2004/08/05 (産経新聞朝刊)
サッカー・アジア杯 ホスト国のもてなしどこへ行った…( 8/ 5)
スタジアムで国歌が聞こえない−。
日本代表の海外遠征には何度も同行したが、厳粛な時間をここまでかき乱された経験は初めてだ。
熱狂的サポーターを抱える韓国、イングランドでさえ国歌演奏の間は静寂が支配する。世界共通のマナーが中国には存在しなかった。(北京 榊輝朗)
オマーン、タイ、イラン、ヨルダン。重慶での四試合に、ホスト国の心は感じられなかった。日本の対戦国が好機を迎えると大歓声を上げる。関心はサッカーではなく、日本の敗戦としか思えない。尖閣諸島の領有権を主張する横断幕が掲げられ、公安職員が撤去する一幕も何度かあった。
ホスト国としての資格を疑わせる前兆は、七月十七日の開会式からあった。スタジアムでの運営面の落ち度などを批判するブーイングが絶えず、一向に静まらない客席に閉口したアジアサッカー連盟(AFC)のピーター・ベラパン事務局長が「マナーがひどい。五輪が開催できるのか」と批判すると、ファンだけでなく北京市や大会関係者からも発言撤回を求める声が沸き起こりベラパン氏は謝罪している。
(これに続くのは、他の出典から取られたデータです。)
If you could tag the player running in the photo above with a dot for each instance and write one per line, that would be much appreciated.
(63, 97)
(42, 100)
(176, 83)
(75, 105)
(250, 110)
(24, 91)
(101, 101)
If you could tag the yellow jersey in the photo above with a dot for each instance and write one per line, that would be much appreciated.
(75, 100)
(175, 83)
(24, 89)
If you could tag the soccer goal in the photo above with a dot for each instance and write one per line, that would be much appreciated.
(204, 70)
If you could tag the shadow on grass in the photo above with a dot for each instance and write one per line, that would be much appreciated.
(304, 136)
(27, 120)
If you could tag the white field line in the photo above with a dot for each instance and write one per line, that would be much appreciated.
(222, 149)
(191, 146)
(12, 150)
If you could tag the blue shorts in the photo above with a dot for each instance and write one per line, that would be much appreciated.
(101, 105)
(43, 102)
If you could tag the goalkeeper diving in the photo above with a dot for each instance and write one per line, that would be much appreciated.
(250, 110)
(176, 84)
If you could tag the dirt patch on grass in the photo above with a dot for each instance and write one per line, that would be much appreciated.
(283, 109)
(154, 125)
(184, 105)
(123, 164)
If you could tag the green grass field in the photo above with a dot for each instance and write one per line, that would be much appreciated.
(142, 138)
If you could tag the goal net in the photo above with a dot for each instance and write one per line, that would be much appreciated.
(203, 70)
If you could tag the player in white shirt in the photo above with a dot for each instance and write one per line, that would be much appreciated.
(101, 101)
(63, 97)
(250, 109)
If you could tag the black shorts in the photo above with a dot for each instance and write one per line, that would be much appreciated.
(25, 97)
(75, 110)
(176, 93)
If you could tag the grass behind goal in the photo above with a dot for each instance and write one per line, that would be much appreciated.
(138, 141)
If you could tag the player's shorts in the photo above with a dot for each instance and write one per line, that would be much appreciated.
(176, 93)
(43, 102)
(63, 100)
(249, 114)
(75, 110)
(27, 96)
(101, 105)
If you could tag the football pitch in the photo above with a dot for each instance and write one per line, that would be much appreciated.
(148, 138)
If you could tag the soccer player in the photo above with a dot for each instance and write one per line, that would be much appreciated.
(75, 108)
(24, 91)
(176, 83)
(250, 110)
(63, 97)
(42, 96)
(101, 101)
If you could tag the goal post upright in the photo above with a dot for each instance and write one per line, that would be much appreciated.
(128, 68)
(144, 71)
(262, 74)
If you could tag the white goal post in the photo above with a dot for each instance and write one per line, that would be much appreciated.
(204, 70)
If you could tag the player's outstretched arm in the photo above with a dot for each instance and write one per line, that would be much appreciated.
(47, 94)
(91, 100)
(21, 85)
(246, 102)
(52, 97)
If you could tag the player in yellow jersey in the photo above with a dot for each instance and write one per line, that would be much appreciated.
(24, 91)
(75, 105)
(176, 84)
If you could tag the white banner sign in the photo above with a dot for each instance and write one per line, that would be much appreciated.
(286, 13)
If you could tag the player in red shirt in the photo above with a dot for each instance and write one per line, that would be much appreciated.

こんなホスト国は前代未聞だろう。
当局まで一緒になったことでファンの中のタガが外れたようだ。
(正に、夜郎自大=中華=世界の田舎もんっぷり発揮、ト)
北京五輪を控え、政府も、これではまずいと思ったようだ。中国共産党の青年向け機関紙が行き過ぎた行動を批判、引き締めにかかり、済南では多少は鎮まった。だが、中国との決戦を控え、地元ファンはホスト国として振る舞うだろうか。
四日付の中国共産党機関紙、人民日報は、日本代表について「日本もいいチーム」といった国民の声を紹介、中国各紙も日本の実力を「『二軍』で勝って決勝へ」(京華時報)などと評価する記事を掲載するなど、日本への配慮を見せた。だが同じメディアが二日、ジーコ監督にサッカーとは無関係の「領土問題」を質問し、場違いな取材で不興を買っている。
サッカーは見る者を興奮させる。試合中のブーイングや大歓声は世界共通だが、二年前のW杯の日本でも今年開催された欧州選手権の開催地ポルトガルでも、他の国のサポーターへの温かいもてなしがあり、いずれも各国メディアに評価された。
応援するサポーターに物を投げつけるファンのいる国が、同じ評価を得られるとは思えない。
中国のスポーツ紙記者は、「大きな大会の開催に慣れていないことも要因だ」と弁明した。だが、ホスト国の心構えは、難しいことではない。
「歴史的な問題はスポーツとは関係ない」「国歌が聞こえなくて歌えないのは不満だ」−。
日本代表のジーコ監督や選手たちの要望に耳を傾け、配慮すれば、いい。
決勝戦で、それができるか。
五輪開催国のホスピタリティーを測るリトマス試験紙になる。